How property valuations work
What is it that makes one residential property worth more than another? Is it the number of bedrooms, size of the garden, or additional entertainment features? Or is it something else entirely?
These questions are always asked when the contentious issue of property valuations is raised, and every four years - when the new valuations are made - thousands of people lodge objections, often comparing their homes to others in their street or neighbourhood, and asking why their homes are worth more or less.
But, as Willy Govender, the director for mass appraisals at Durban valuation company eValuations, explains, the issue is complex.
"For residential properties, the most important criteria are normally the size of the property and the total living area, which is made up of the total size in area of the living areas, bedrooms, bathrooms, kitchen, toilets, etc."
Excluded from the total living area would be open verandas and patios.
In terms of other improvements garages, granny flats, domestic quarters and carports were also taken into account.

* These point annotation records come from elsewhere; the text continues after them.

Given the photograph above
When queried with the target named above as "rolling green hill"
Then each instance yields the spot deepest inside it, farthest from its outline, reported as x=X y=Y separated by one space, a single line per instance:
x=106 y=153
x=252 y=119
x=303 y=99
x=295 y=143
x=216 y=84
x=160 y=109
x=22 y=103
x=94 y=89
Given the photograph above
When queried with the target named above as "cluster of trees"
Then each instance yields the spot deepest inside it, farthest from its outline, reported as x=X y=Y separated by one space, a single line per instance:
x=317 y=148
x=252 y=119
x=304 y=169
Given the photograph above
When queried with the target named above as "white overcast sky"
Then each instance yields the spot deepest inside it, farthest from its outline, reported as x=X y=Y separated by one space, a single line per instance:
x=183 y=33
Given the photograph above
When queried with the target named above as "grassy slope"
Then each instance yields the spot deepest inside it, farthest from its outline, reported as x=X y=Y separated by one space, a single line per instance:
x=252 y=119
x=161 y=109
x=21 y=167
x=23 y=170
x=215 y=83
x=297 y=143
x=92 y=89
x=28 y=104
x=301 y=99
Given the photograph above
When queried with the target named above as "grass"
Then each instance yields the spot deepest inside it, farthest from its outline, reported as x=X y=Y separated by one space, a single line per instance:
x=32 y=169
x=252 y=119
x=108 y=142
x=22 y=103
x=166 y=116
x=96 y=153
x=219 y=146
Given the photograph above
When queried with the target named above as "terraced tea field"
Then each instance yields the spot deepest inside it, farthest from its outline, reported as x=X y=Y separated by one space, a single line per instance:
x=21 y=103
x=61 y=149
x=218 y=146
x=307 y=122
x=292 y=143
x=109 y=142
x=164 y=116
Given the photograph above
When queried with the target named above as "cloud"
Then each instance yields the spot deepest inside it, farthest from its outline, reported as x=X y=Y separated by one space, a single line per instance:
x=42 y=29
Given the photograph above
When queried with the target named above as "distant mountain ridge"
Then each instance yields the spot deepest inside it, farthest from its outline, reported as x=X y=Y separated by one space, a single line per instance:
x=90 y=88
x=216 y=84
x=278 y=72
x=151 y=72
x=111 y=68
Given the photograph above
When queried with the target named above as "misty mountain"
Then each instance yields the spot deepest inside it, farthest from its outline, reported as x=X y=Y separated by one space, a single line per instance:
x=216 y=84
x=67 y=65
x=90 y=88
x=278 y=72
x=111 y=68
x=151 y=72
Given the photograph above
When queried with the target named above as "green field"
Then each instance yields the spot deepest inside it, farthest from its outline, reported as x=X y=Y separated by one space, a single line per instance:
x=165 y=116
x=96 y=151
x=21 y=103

"If the property has a pool, this is factored in. Other areas such as entertainment areas, braai areas and gazebos are considered less important, unless they are enclosed," Govender said.
Neighbourhoods or suburbs played a significant role and this determination was based on sales of properties in areas.
Sales reflected the characteristics of an area, such as security and nearby schools or amenities, so indirectly these played a part in property values.
"Next, and equally important, is the quality of the buildings and their actual condition," Govender explained.
"In certain areas, factors such as view, external noise and security are also considered.
"View is classified and valued higher if the properties have sea, partial sea or panoramic views. Alternatively, in cases where there are informal settlements or industrial areas, these would impact negatively."
Property topography is also factored in, based on its being a level, average slope or steep site. Security is classified as high, medium or low.
"High would be properties with high walls, electric fences, electronic gates etc. Medium would be properties with some walls and gates," he said.
In the case of vacant land, the zoning was taken into account.
Govender emphasised that it was important to understand these factors applied to mass valuations and equity needed to be considered, especially as the property values were used to determine rates and taxes.
"In the case of the property inspections, only in about 20 percent of the cases do homeowners provide full access to the properties.
"So, internal finishes of the property are not considered for the valuations for rating purposes.
"These would include the type of kitchen, flooring finishes, sanitaryware, lighting, ceilings and other internal finishes."
Although this might be questioned by homeowners as they were aspects which did contribute to property value, Govender said they could not be considered for consistency purposes, as not all properties could be entered, resulting in those properties which were entered being prejudiced.